Cost: The pressure to stay lean
Cost is the first and foremost aspect of this complex dynamic. It is and has always been India’s competitive edge. Hiring talent here is 60–70% more economical than in developed markets. But this advantage often comes at the expense of long-term investment in worker development. Companies are under pressure to stay lean, and in doing so, they risk creating transactional relationships with their workforce. Building asset-light, compliant models that allow businesses to scale without compromising on worker dignity can be one of the ways to address this. The goal is not just to reduce cost, but to optimize it in a way that sustains both business and livelihoods.
Capability: The skills mismatch
Capability is the second leg of the trilemma. Despite a growing demand for skilled labour in sectors like healthcare, AI, and logistics, India faces a widening skills mismatch. Youth unemployment remains high, and many workers lack the capabilities needed for today’s evolving roles. Emerging interventions such as AI-proctored assessments and digital skills passports are increasingly being piloted across workforce development programs, enabling workers to establish formal identities and demonstrate verified skill proficiency. These are critical steps toward accessing formal employment and career mobility. But capability building must go beyond training, it must be linked to wage growth, career mobility, and business outcomes. A skilled worker is not just more productive; they are more invested in the organization’s success.

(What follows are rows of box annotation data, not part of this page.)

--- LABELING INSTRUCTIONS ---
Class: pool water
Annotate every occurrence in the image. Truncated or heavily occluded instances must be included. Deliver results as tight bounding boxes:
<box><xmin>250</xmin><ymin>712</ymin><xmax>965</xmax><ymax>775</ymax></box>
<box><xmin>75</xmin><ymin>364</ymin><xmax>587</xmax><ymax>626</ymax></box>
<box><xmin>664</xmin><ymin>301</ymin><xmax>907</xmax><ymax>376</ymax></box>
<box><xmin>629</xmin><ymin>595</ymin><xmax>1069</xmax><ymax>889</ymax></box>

Continuity: The gigification of work
Continuity, the third dimension, is increasingly threatened by the gigification of work. The rise of platform-based employment offers flexibility but undermines long-term engagement. Companies face high attrition, and workers lack security and benefits. Designing workforce solutions that align with career pathways, community enablement, and financial inclusion can be the response to this dimension of employment. Continuity doesn’t mean tenure, instead it means value alignment. When workers see a future with their employer, they stay, grow, and contribute meaningfully.
Solving this trilemma requires an integrated strategy. Employers must shift from transactional staffing to outcome-based workforce enablement. Policymakers need to invest in digital infrastructure, skilling ecosystems, and labour formalization. Workers must embrace lifelong learning, financial literacy, and entrepreneurial thinking. The projected growth of Global Capability Centres (GCCs) to 2.8 million jobs by 2030, especially in Tier II cities, is a signal that India’s employment landscape is evolving rapidly. We must prepare our workforce not just for jobs, but for careers, of today and tomorrow.
India’s workforce challenges are no longer just operational, they are financial, with direct implications on the business’ balance sheet. High attrition rates, inefficient staffing models, and skill mismatches are silently eroding business margins. Replacing a frontline employee can cost up to 40% of their annual salary, while replacing a manager or leader can cost as much as 200%, factoring in recruitment, onboarding, lost productivity, and disruption to team dynamics. These hidden costs accumulate rapidly, especially in sectors with high churn, directly impacting profitability and long-term growth. The idea is not just to solve staffing problems but to aim for a balanced workforce composition. The future of work in India must be inclusive, tech-enabled, purpose-driven and with benefits.
The Workforce Trilemma is real, but it is solvable. With the right mix of technology, policy, and empathy, India can lead the world in workforce innovation. However, only when cost, capability, and continuity are addressed together, India can move from short-term fixes to a resilient labour ecosystem.